VST audio player (virtual instrument) plugin

Hi guys,

I am trying to implement VST audio player (or virtual instrument) plugin.
The main idea is to have simple interface, lets say with one button, and when button is pressed, .wav file is loaded from file system and streamed to one of virtual audio output channels.
My question is: which classes should I use and which methods should I overwrite? I am seeking for general guidelines, but some code examples would be fine too. :slight_smile:

I have spent quite a lot of time trying to find code examples on internet, but without success.
I understand “hello world” example plugin which is generated with Introjucer. There you have to overwrite AudioProcessor::processBlock(…) method in which you process input buffer and result will be streamed to output. But in my case, there is no input event which will call processBlock method. I want to call it manually, for example on button press.


Try this:
It’s very, very basic, but should at least get you started.

Hi Rory,

Thanks for your code example. It will be useful for reading file and copying it to output buffer.
I did similar work using File, WavAudioFormat and AudioSampleBuffer classes.
But unfortunately it doesn’t give answer to my question.
If I understood plugin concept correctly, in order to run AudioProcessor.processBlock() method some signal (stream or midi message) has to come to plugin input. But I want to call it manually, for example on button press. Should I call prepareToPlay() method first and then processBlock() method myself? Which arguments should I pass for these methods? Or is there other way to get reference to output buffer?

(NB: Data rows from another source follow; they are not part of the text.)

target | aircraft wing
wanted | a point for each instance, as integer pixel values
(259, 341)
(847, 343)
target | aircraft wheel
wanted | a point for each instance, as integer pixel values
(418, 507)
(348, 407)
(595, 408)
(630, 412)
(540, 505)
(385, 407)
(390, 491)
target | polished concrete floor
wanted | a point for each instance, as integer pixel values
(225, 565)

Sorry for messy questions, but this is part which puzzles me. :slight_smile: It should be quite common way to build plugins and I can’t find any example of it. For example, it should be possible to build plugin with zero inputs and stereo output and play sounds by reading it from file system.

I was reading through API doc, and I have few ideas which I’m going to try out.

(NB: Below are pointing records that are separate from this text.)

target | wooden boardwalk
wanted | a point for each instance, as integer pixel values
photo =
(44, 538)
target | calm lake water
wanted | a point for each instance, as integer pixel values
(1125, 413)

  1. Implement AudioIODevice class (has methods open(), start()… which can be called on button click), which will use AudioProcessorPlayer (has methods setProcessor(), audioDeviceIOCallback()), and for processor I am going to use my AudioProcessor (with method processBlock()).
  2. Same thing as first one, but use AudioSourcePlayer and PositionableAudioSource instead of AudioProcessorPlayer and AudioProcessor.
  3. Implement Synthesiser class and try to play my sounds with it.

Any thoughts?

Ok, I see what you mean. As you know, the processBlock() is called by the host, I’m not sure it’s a good idea, or even possible to call this manually. Ok, it may be possible, but it seems quite anti-intuitive. Anyhow, some hosts will start calling processBlock() as soon as the plugin is loaded so it’s quite easy for you to have a button turn on and off the audio merely by by-passing the processBlock() and muting its outputs. Other hosts will wait until the user hits play in the transport control. The juce demo host starts calling the plugin’s processBlock() straight away. I just checked with Renoise and it seems it waits until the host is in play mode. I have a feeling this is perhaps the most common approach taken by hosts. Is it really a deal-breaker if the user has to hit play in the host first?

Thanks Rory.
I agree with you that I shouldn’t call processBlock() method on my own.
I didn’t know that processBlock() method is called all the time. I though that is called only when something comes to input.

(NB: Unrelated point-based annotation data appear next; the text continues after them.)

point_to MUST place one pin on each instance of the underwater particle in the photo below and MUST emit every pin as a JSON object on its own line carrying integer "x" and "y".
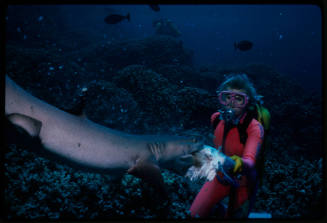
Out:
{"x": 115, "y": 18}
{"x": 154, "y": 7}
{"x": 243, "y": 45}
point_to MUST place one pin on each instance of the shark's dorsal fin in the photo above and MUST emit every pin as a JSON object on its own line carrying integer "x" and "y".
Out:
{"x": 79, "y": 109}
{"x": 31, "y": 125}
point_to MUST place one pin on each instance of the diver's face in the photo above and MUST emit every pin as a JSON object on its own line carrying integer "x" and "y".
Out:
{"x": 234, "y": 102}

I made example plugin and added FileLogger to log methods call and loaded it in “vsthost” host. Results confirm that processBlock() method is called all the time and it seems it is called every 100ms. I guess that it depends on host, does it?

That means that I can load wav file on button click into buffer, and in processBlock() method copy that buffer to out buffer. That could work. I have to test how it behaves.

I will try few more things now. I’ll get back to you. :slight_smile:
Thanks once again.

Afaik, the frequency in which processBlock() gets called depends on the buffer size set by the host. In most hosts users can change it to suit themselves, but it’s easy to check the current buffer size from your plugin if you need to.


I made test code where I was reading wav file into AudioSampleBuffer on button click and send its reference to AudioProcessor. When processBlock() method is called and reference exists, its content is copied to output buffer. And it works. :slight_smile:
Sadly, after sound is played, plugin somehow crashes. I tried to catch exception and write it to log file, but no success. I saw in your code example that you used separate thread to read file. Is that way how things should be done?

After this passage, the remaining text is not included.